The Dangote Refinery supplied approximately 72 percent of Nigeria’s domestic petrol demand in March, cementing its position as the dominant force in the country’s fuel supply chain. But the data also reveals a quietly significant rise in imports that raises fresh questions about the refinery’s market control.

Figures from the Nigerian Midstream and Downstream Petroleum Regulatory Authority showed that total petrol consumption in March fell to 47.3 million litres per day, down from 56.9 million litres in February, a 16.9 percent decline. Against that backdrop, Dangote’s domestic supply of 34.2 million litres per day represented roughly 72.3 percent of national demand.

At the same time, petrol imports surged 96.7 percent month on month, climbing from 3 million litres per day in February to 5.9 million litres in March. The jump is notable given that the NMDPRA has repeatedly stated it stopped issuing import licenses to oil marketers months ago. The rise in imported volumes despite that position has yet to be officially explained.

For over a year, refinery owner Aliko Dangote has pushed for an end to petrol imports, arguing that Nigeria’s import licensing regime undermines local refining by allowing marketers to compete with domestic production even when supply is adequate. The company maintains that under the Petroleum Industry Act, imports should only be permitted when there is a clear and documented supply shortfall.

Oil marketers and a cross-section of Nigerians hold a different view. They argue that leaving the market solely to one refinery, particularly with the NNPC’s Port Harcourt and Warri facilities still non-operational, risks monopoly pricing and leaves consumers with no competitive alternatives.

On refined products beyond petrol, three operational modular refineries, Walter Smith, Edo Refinery, and Aradel, collectively contributed approximately 629,000 litres per day of diesel during the month. Diesel consumption averaged 14.5 million litres per day, slightly above the national benchmark, signaling sustained demand from industrial and commercial users despite rising prices linked to the Middle East crisis.

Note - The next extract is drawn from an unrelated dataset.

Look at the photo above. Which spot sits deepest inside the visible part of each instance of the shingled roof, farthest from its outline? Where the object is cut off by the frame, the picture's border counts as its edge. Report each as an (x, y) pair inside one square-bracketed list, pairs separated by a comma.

In the gas segment, total supply averaged 4.888 billion standard cubic feet per day. Nigeria LNG received the largest share at 3.033 billion standard cubic feet, representing approximately 62 percent of total gas output. Liquefied petroleum gas demand outpaced supply during the month, with a daily shortfall of 396 metric tons recorded against a backdrop of retail prices ranging from N980 to N1,450 per kilogram nationally.

Fuel sufficiency data showed petrol stock levels at 21 days including Dangote’s pumpable volumes, diesel at 55 days, aviation fuel at 109 days, and LPG at 14 days.